Marx is engaged in a critique of classical liberal political economy. He therefore finds it necessary to accept the theses of liberalism (and, by extension to our own times, neoliberalism) in order to show that the classical political economists were profoundly wrong even in their own terms. So rather than saying that perfectly functioning markets and the hidden hand can never be constructed and that the marketplace is always distorted by political power, he accepts the liberal utopian vision of perfect markets and the hidden hand in order to show that these would not produce a result beneficial to all, but would instead make the capitalist class incredibly wealthy while relatively impoverishing the workers and everyone else.

This translates into a hypothesis about actually existing capitalism: that the more it is structured and organized according to this utopian liberal or neoliberal vision, the greater the class inequalities.
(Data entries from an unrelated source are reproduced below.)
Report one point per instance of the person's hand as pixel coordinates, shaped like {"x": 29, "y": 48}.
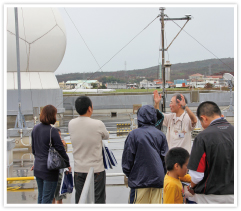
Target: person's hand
{"x": 190, "y": 190}
{"x": 64, "y": 143}
{"x": 157, "y": 97}
{"x": 182, "y": 102}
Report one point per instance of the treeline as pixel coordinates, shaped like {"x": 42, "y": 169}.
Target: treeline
{"x": 178, "y": 71}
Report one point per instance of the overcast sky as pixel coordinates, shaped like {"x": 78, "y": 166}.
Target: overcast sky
{"x": 106, "y": 30}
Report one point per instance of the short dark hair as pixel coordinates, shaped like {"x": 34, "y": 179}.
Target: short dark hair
{"x": 48, "y": 115}
{"x": 179, "y": 97}
{"x": 176, "y": 155}
{"x": 208, "y": 108}
{"x": 82, "y": 104}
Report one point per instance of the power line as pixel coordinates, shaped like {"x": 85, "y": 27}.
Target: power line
{"x": 100, "y": 68}
{"x": 204, "y": 47}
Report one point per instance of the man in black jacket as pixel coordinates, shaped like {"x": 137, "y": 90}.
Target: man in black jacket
{"x": 211, "y": 164}
{"x": 143, "y": 158}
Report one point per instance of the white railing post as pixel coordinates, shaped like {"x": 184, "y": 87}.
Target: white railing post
{"x": 88, "y": 192}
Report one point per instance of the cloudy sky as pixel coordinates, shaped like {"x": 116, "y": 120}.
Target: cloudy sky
{"x": 107, "y": 29}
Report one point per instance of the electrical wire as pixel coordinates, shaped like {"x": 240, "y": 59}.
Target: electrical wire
{"x": 203, "y": 46}
{"x": 100, "y": 67}
{"x": 96, "y": 60}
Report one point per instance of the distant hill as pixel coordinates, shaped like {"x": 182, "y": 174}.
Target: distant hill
{"x": 178, "y": 71}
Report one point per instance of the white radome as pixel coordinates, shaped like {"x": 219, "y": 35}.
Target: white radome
{"x": 42, "y": 44}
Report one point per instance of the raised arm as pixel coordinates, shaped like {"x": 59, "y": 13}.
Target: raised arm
{"x": 188, "y": 110}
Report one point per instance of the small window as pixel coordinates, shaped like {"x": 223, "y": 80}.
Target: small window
{"x": 113, "y": 114}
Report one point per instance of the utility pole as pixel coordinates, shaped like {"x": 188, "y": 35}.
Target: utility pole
{"x": 20, "y": 118}
{"x": 163, "y": 60}
{"x": 162, "y": 19}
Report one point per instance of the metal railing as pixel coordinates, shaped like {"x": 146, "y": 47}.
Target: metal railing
{"x": 88, "y": 192}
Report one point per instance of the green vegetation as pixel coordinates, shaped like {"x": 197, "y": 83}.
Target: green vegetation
{"x": 178, "y": 71}
{"x": 148, "y": 90}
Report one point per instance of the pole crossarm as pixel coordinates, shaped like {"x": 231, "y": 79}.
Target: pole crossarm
{"x": 172, "y": 19}
{"x": 177, "y": 35}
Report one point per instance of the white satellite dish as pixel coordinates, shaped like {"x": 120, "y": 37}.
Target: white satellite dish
{"x": 228, "y": 77}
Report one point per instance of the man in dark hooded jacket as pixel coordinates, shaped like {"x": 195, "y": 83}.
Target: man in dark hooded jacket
{"x": 143, "y": 158}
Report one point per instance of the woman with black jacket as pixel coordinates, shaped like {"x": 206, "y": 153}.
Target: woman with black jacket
{"x": 46, "y": 179}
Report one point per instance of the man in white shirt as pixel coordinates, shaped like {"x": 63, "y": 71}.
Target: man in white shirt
{"x": 86, "y": 137}
{"x": 179, "y": 123}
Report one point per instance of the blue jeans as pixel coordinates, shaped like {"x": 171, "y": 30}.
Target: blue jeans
{"x": 99, "y": 185}
{"x": 46, "y": 191}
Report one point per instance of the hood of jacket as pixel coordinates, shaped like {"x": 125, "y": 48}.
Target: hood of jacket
{"x": 146, "y": 115}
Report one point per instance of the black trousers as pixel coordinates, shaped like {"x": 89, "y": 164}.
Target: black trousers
{"x": 99, "y": 183}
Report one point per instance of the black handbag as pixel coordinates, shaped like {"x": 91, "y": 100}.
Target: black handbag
{"x": 55, "y": 160}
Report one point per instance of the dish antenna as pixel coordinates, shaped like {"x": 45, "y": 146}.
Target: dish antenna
{"x": 230, "y": 80}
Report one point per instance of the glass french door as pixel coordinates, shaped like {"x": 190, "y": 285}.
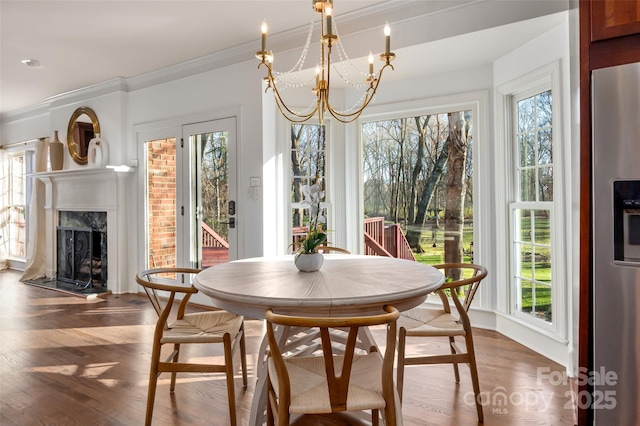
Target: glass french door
{"x": 213, "y": 232}
{"x": 190, "y": 192}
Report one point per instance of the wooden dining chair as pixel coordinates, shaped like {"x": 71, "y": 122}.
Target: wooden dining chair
{"x": 441, "y": 322}
{"x": 220, "y": 327}
{"x": 334, "y": 380}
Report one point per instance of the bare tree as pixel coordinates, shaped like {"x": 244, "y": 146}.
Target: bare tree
{"x": 456, "y": 187}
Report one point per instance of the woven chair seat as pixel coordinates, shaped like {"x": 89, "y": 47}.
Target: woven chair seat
{"x": 430, "y": 322}
{"x": 310, "y": 392}
{"x": 204, "y": 327}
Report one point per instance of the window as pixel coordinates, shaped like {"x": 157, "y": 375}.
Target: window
{"x": 308, "y": 156}
{"x": 532, "y": 208}
{"x": 418, "y": 177}
{"x": 14, "y": 223}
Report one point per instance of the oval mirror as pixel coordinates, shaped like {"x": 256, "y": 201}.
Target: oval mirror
{"x": 83, "y": 126}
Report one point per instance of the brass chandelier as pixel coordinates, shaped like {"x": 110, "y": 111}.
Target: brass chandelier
{"x": 329, "y": 39}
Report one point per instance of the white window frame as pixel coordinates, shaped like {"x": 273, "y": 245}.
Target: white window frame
{"x": 478, "y": 103}
{"x": 26, "y": 149}
{"x": 285, "y": 148}
{"x": 545, "y": 78}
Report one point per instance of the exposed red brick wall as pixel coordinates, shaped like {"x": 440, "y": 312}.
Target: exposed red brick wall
{"x": 161, "y": 198}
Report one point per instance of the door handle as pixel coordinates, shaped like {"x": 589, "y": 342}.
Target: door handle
{"x": 231, "y": 223}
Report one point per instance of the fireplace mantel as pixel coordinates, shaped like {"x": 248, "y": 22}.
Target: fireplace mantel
{"x": 89, "y": 189}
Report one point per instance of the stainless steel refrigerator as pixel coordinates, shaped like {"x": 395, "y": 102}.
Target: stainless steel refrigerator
{"x": 615, "y": 369}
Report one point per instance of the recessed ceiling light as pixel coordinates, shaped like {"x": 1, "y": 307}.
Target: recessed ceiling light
{"x": 31, "y": 62}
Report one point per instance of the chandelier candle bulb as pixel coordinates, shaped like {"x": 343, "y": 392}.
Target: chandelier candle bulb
{"x": 263, "y": 29}
{"x": 387, "y": 39}
{"x": 370, "y": 63}
{"x": 328, "y": 39}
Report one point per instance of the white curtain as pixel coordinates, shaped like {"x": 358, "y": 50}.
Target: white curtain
{"x": 36, "y": 266}
{"x": 4, "y": 210}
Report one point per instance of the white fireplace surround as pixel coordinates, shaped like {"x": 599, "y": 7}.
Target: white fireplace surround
{"x": 90, "y": 189}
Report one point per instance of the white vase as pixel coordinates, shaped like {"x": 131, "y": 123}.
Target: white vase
{"x": 98, "y": 153}
{"x": 56, "y": 153}
{"x": 309, "y": 262}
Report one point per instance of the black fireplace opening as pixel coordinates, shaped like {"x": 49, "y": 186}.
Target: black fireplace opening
{"x": 82, "y": 250}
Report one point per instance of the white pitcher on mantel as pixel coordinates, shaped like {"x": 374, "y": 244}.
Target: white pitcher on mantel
{"x": 98, "y": 153}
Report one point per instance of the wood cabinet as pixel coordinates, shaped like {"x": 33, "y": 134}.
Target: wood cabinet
{"x": 614, "y": 18}
{"x": 609, "y": 36}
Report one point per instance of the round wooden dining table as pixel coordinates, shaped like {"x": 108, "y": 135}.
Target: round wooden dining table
{"x": 345, "y": 285}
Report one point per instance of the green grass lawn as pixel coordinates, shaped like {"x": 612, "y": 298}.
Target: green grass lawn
{"x": 433, "y": 245}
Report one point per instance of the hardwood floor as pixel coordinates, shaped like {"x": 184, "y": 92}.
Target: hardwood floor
{"x": 67, "y": 360}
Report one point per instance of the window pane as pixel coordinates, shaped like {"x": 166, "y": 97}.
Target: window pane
{"x": 308, "y": 154}
{"x": 527, "y": 150}
{"x": 528, "y": 185}
{"x": 543, "y": 109}
{"x": 526, "y": 120}
{"x": 545, "y": 153}
{"x": 542, "y": 227}
{"x": 545, "y": 180}
{"x": 406, "y": 170}
{"x": 533, "y": 264}
{"x": 523, "y": 225}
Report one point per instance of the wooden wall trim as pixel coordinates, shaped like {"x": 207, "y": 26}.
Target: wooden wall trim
{"x": 584, "y": 415}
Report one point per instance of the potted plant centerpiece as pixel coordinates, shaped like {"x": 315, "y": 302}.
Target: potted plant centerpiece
{"x": 307, "y": 258}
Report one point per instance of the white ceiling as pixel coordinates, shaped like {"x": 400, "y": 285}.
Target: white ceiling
{"x": 81, "y": 43}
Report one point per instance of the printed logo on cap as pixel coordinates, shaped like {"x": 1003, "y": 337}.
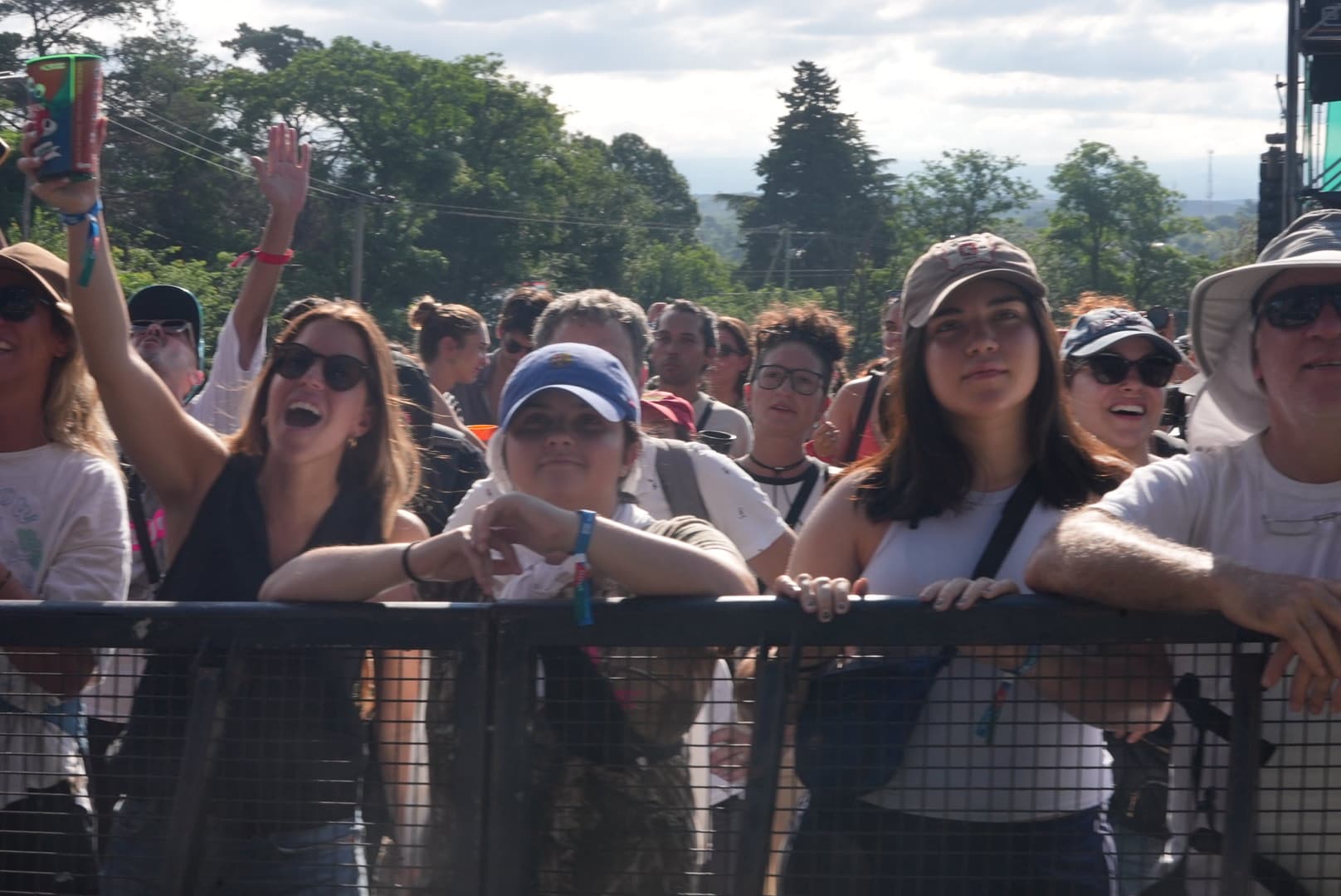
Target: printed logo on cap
{"x": 968, "y": 251}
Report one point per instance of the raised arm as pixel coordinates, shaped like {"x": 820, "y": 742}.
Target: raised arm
{"x": 176, "y": 456}
{"x": 283, "y": 178}
{"x": 1097, "y": 557}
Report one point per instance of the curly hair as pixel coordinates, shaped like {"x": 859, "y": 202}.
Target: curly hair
{"x": 810, "y": 325}
{"x": 435, "y": 321}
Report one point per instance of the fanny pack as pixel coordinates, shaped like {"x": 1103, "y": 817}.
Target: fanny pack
{"x": 857, "y": 718}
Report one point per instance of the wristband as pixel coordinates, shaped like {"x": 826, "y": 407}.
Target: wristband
{"x": 265, "y": 258}
{"x": 987, "y": 723}
{"x": 405, "y": 565}
{"x": 94, "y": 237}
{"x": 581, "y": 572}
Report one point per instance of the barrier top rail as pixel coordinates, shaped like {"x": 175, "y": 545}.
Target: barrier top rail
{"x": 677, "y": 621}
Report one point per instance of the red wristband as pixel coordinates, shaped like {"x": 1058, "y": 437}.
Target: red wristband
{"x": 265, "y": 258}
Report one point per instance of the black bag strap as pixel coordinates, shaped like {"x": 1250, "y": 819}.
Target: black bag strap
{"x": 679, "y": 480}
{"x": 136, "y": 504}
{"x": 1012, "y": 519}
{"x": 868, "y": 402}
{"x": 798, "y": 504}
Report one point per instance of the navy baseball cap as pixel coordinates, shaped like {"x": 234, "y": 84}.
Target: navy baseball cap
{"x": 163, "y": 302}
{"x": 592, "y": 374}
{"x": 1101, "y": 328}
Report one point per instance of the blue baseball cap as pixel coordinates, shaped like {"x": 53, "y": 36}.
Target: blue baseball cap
{"x": 592, "y": 374}
{"x": 1101, "y": 328}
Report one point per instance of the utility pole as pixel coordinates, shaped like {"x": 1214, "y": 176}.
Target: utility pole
{"x": 356, "y": 269}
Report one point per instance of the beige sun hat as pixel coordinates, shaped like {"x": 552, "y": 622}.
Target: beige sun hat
{"x": 1231, "y": 406}
{"x": 947, "y": 265}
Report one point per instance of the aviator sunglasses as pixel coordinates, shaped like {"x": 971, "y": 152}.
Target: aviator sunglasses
{"x": 17, "y": 304}
{"x": 342, "y": 372}
{"x": 1300, "y": 306}
{"x": 1109, "y": 369}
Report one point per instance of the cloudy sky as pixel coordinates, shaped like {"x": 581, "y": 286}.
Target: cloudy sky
{"x": 1167, "y": 80}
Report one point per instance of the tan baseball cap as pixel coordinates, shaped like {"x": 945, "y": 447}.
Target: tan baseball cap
{"x": 949, "y": 265}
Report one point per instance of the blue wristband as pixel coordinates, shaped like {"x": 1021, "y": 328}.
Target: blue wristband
{"x": 581, "y": 572}
{"x": 94, "y": 234}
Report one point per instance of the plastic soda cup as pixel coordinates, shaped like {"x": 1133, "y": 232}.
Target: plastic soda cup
{"x": 65, "y": 100}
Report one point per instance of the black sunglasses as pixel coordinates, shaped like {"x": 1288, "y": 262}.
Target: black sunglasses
{"x": 1300, "y": 306}
{"x": 1109, "y": 369}
{"x": 342, "y": 372}
{"x": 772, "y": 376}
{"x": 19, "y": 302}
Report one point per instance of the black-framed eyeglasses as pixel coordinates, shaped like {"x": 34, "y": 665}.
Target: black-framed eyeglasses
{"x": 169, "y": 328}
{"x": 805, "y": 382}
{"x": 342, "y": 372}
{"x": 19, "y": 302}
{"x": 1300, "y": 306}
{"x": 1109, "y": 369}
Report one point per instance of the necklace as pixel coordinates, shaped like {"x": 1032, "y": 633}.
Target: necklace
{"x": 778, "y": 470}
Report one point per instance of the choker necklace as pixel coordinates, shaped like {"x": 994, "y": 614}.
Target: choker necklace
{"x": 778, "y": 470}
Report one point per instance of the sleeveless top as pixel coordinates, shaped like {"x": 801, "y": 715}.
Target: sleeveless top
{"x": 1042, "y": 762}
{"x": 294, "y": 747}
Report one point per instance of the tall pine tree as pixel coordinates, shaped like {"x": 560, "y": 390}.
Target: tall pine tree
{"x": 824, "y": 195}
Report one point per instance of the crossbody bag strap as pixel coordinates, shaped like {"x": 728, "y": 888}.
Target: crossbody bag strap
{"x": 798, "y": 504}
{"x": 868, "y": 400}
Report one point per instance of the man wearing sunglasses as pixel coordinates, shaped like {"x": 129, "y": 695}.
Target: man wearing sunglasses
{"x": 1249, "y": 524}
{"x": 520, "y": 310}
{"x": 1116, "y": 367}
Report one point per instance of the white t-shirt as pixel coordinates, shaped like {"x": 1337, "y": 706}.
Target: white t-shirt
{"x": 1042, "y": 762}
{"x": 724, "y": 419}
{"x": 63, "y": 537}
{"x": 1231, "y": 502}
{"x": 224, "y": 402}
{"x": 222, "y": 406}
{"x": 782, "y": 491}
{"x": 734, "y": 502}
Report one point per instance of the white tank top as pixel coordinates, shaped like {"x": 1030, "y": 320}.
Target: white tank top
{"x": 1042, "y": 762}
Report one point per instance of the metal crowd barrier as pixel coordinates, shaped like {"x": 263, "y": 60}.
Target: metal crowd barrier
{"x": 496, "y": 791}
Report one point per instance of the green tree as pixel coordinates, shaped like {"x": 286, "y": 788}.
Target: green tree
{"x": 1112, "y": 228}
{"x": 825, "y": 193}
{"x": 966, "y": 191}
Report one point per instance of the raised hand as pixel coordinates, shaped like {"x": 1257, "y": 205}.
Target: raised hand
{"x": 65, "y": 195}
{"x": 286, "y": 171}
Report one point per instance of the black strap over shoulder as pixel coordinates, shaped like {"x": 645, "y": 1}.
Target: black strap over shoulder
{"x": 798, "y": 504}
{"x": 868, "y": 402}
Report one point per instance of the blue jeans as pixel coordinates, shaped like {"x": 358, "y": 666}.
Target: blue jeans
{"x": 313, "y": 861}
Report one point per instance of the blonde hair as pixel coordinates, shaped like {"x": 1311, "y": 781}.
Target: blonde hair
{"x": 435, "y": 321}
{"x": 71, "y": 412}
{"x": 383, "y": 460}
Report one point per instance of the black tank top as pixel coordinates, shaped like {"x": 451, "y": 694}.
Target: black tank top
{"x": 294, "y": 746}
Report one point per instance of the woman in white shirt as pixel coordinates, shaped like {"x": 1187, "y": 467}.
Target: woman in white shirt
{"x": 1003, "y": 778}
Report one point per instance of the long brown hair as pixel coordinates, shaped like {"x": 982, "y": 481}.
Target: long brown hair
{"x": 925, "y": 470}
{"x": 383, "y": 460}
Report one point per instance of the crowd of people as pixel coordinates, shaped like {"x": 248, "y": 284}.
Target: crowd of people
{"x": 605, "y": 450}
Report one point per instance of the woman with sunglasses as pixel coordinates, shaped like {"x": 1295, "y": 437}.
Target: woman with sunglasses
{"x": 729, "y": 369}
{"x": 616, "y": 816}
{"x": 798, "y": 350}
{"x": 321, "y": 459}
{"x": 1003, "y": 778}
{"x": 62, "y": 538}
{"x": 1116, "y": 368}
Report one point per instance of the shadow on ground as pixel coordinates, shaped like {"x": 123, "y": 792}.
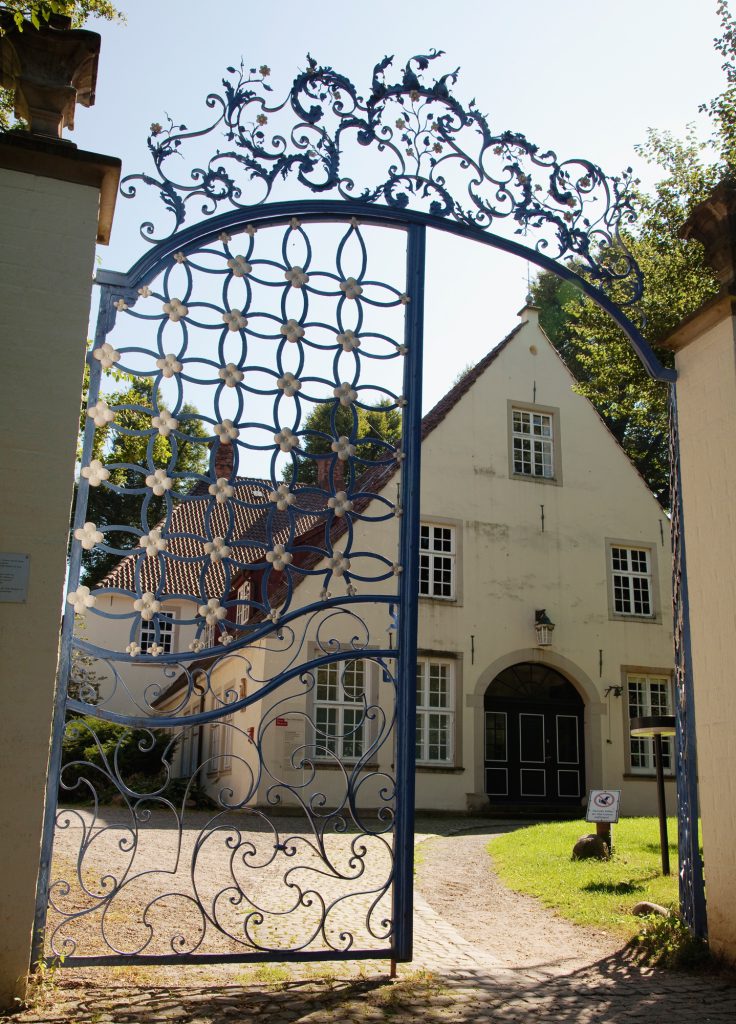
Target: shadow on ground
{"x": 613, "y": 989}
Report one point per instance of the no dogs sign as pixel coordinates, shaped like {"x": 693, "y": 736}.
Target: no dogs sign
{"x": 603, "y": 805}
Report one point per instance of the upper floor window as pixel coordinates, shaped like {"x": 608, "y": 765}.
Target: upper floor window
{"x": 649, "y": 695}
{"x": 243, "y": 611}
{"x": 436, "y": 561}
{"x": 435, "y": 712}
{"x": 166, "y": 633}
{"x": 532, "y": 443}
{"x": 632, "y": 581}
{"x": 208, "y": 635}
{"x": 340, "y": 695}
{"x": 219, "y": 755}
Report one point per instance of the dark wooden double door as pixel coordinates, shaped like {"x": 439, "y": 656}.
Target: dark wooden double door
{"x": 533, "y": 738}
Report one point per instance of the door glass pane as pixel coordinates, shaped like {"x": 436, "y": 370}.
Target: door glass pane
{"x": 531, "y": 735}
{"x": 568, "y": 782}
{"x": 567, "y": 739}
{"x": 496, "y": 781}
{"x": 533, "y": 782}
{"x": 495, "y": 749}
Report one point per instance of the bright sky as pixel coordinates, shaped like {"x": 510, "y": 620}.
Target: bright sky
{"x": 586, "y": 80}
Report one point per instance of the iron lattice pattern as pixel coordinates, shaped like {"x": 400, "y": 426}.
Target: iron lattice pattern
{"x": 692, "y": 895}
{"x": 235, "y": 584}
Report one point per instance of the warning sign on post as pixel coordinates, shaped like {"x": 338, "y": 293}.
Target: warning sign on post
{"x": 603, "y": 805}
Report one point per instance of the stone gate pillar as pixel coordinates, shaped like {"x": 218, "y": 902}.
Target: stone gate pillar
{"x": 55, "y": 202}
{"x": 704, "y": 347}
And there is, it goes without saying, plenty of evidence to support the view that the rhetoric of free markets and free trade and their supposed universal benefits to which we have been subjected these past thirty years have produced exactly the result that Marx would expect: a massive concentration of wealth and power at one end of the social scale opposite the proliferating impoverishment of everyone else. But in order to prove that point, Marx has to accept the institutional foundations of liberal utopianism, and that is precisely what he does in this chapter.

This raises an important caveat into how we have to read Capital. We have to be careful to distinguish between when Marx is talking about and critiquing the liberal utopian vision in its perfected state, and when he is attempting to dissect actually existing capitalism with all of its market imperfections, power imbalances and institutional flaws. As we will see, these two missions sometimes confound each other. Some of the muddles of interpretation come from this confounding. So I will try in what follows to indicate when he is doing what and to pinpoint those moments of confusion that occasionally arise, including those in Marx’s own analysis, when his desire to accomplish one objective—the critique of classical political economy—gets in the way of the additional task of understanding the actual dynamics of a capitalist mode of production.

For the most part, though, Marx has an ingenious way of using the theoretical critique of liberal utopianism in its various political-economic guises to shed devastating critical light on the actually existing capitalism of his own day. And this is fortunate for us, living in a world where the theses of neoliberalism echo and, in some respects, deepen those of liberalism, because Marx’s critique of free markets and free trade can shed as much devastating light on our own actually existing capitalism as it did for the capitalism of Marx’s own time and place.